Harmon claims in the interview to disagree with Robertson's assessment that the earthquake was God's judgment on the Satan-loving people of Haiti. But then she drops this nugget: "We have had children come into our orphanage who have had attempts to have voodoo sacrifice done on them."

To which an incredulous Hagler replies: "Really? They told you that, did they?"

For His Glory has no relationship to the missionaries currently detained in Haiti, but it's clear from Harmon's responses that Robertson's bizarre beliefs have some traction even among those Christians most moved to "help" the children of Haiti.

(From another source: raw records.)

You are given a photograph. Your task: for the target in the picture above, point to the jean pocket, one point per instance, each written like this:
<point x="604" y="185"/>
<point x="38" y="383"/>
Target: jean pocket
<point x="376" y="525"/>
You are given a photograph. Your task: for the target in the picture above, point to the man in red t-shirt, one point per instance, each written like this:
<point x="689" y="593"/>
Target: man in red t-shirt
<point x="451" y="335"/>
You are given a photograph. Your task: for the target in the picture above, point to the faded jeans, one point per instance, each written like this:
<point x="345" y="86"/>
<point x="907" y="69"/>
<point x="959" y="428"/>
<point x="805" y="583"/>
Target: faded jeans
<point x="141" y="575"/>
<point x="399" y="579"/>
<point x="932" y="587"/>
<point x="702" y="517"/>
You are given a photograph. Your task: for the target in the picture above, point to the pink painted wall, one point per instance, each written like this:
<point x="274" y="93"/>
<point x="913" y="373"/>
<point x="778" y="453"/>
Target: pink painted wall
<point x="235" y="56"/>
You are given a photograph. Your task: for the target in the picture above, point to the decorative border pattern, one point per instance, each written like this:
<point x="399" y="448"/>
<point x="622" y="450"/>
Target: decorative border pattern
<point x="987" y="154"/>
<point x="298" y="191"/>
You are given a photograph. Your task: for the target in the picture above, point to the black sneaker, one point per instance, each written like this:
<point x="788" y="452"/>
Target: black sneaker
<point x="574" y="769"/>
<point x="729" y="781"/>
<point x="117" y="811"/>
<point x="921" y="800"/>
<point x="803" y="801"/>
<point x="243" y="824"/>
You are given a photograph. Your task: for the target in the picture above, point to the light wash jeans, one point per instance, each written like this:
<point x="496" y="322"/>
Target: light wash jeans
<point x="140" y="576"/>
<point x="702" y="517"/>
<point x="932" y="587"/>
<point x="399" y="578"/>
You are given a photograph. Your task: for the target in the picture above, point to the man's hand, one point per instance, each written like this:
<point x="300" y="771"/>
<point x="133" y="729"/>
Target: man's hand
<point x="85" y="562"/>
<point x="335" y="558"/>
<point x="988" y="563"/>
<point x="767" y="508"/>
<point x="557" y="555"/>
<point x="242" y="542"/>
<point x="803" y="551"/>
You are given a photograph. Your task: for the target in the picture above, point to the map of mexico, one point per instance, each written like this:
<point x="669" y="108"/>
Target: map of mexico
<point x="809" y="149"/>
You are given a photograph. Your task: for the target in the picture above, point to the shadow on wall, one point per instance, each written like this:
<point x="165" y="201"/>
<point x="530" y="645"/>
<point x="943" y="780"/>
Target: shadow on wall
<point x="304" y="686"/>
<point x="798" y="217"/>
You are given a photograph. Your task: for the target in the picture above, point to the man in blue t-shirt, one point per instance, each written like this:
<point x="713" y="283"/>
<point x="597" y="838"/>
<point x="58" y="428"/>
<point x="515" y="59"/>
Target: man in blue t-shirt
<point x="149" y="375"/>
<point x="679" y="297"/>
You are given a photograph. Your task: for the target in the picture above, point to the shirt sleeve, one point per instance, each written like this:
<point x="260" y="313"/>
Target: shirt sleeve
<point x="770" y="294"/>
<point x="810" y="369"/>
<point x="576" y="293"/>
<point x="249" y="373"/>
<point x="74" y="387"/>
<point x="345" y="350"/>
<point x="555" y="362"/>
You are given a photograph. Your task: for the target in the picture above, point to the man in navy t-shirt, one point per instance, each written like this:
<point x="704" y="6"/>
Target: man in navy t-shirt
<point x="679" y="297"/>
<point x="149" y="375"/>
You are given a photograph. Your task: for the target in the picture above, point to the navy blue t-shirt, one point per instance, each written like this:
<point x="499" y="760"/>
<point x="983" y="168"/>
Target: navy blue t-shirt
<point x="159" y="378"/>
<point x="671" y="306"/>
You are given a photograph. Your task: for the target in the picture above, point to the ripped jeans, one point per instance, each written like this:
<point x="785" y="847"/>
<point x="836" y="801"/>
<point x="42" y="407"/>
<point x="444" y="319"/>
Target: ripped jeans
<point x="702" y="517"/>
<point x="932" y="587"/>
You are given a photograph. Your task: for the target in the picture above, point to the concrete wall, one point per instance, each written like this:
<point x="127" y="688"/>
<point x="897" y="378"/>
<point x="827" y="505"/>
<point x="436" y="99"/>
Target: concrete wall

And Harmon is no freakish nutcase: She succeeded, according to this Texas television station, in getting Sen. John Cornyn (R-Texas) to write a letter to Secretary of State Hillary Clinton urging her to "develop a coordinated exit strategy that guarantees the safety and timely removal of these Haitian orphans and delivery to their adoptive families in the U.S."

Of course, even if Christian extremists are feeding, sheltering, and clothing Haitian orphans for insane reasons like saving from them from Satan—who lives in Haiti!—it can't be denied that feeding, sheltering, and clothing Haitian orphans is a good thing. The trouble comes when those people are motivated to view kids as "orphans" even if they have relatives in Haiti willing to care for them because they want to get them off the Devil's Island and into God's Country.